News
Jack Warner Remains Isolated, Continues To Avoid Extradition
Football’s most wanted, former Concacaf president and FIFA vice-president Jack Warner, looks to have once again evaded the possibility of extradition to the USA on 29 charges of wire fraud, racketeering, money laundering, and bribery.
Warner was indicted in the 2015 US Department of Justice case against FIFA that brought the global governing body to a standstill and a moral and ethical crossroads. One that few believe it has crossed.
In the latest twist in the Warner extradition proceedings, the Trinidad and Tobago Attorney General’s office says it has launched an investigation into the previous management of the extradition request from the US and in particular the management of the case by the previous PNM ruling political party.
At the heart of the investigation is an agreement allegedly made by made by former attorney general Faris Al-Rawi with the US Justice Department in 2015 that was made before he signed off on the authority for the chief magistrate to proceed with extradition proceedings.
That agreement supposedly outlined the criminal charges Warner would face in the US if extradited. No copy of that agreement can be found, and hence the newly announced investigation by the Attorney General’s office into the management of the extradition request.
Robert Strang, who recently took over as lead counsel for the State in this case, agreed that Warner’s legal team had raised legitimate questions regarding the alleged agreement.
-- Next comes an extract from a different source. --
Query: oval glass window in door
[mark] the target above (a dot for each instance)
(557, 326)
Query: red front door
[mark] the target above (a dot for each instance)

He also acknowledged that although the Attorney General’s Office had previously said there was an agreement document, it had later been unable to locate the agreement, suggesting its possible non-existence.
The importance of the agreement is that it relates to ‘the speciality principle’ which means that the person extradited can be prosecuted or sentenced in the requesting state (in Warner’s case the US) only in relation to the offences for which extradition was granted, and not for any other crime allegedly committed before the extradition took place.
On 24 July 2015, the US asked for Warner to be extradited. The request triggered a series of challenges to the extradition process by Warner who has not left Trinidad and Tobago .
On 17 November 2022, the UK Privy Council (the appeal body under Trinidad and Tobago law) eventually ruled that the US’s request for Warner’s extradition was not unfair, which cleared the path for the continuation of proceedings to extradite Warner.
Warner then asked the magistrate in charge of the extradition process to refer his questions to the High Court.
His questions remain unanswered and the agreement paperwork un-found.
Warner has already been sentenced, in absence, in the US. Brooklyn U.S. District Judge William Kuntz ordered him to pay $79 million in damages to Concacaf following a 2017 civil action accusing him of embezzling tens of millions of dollars.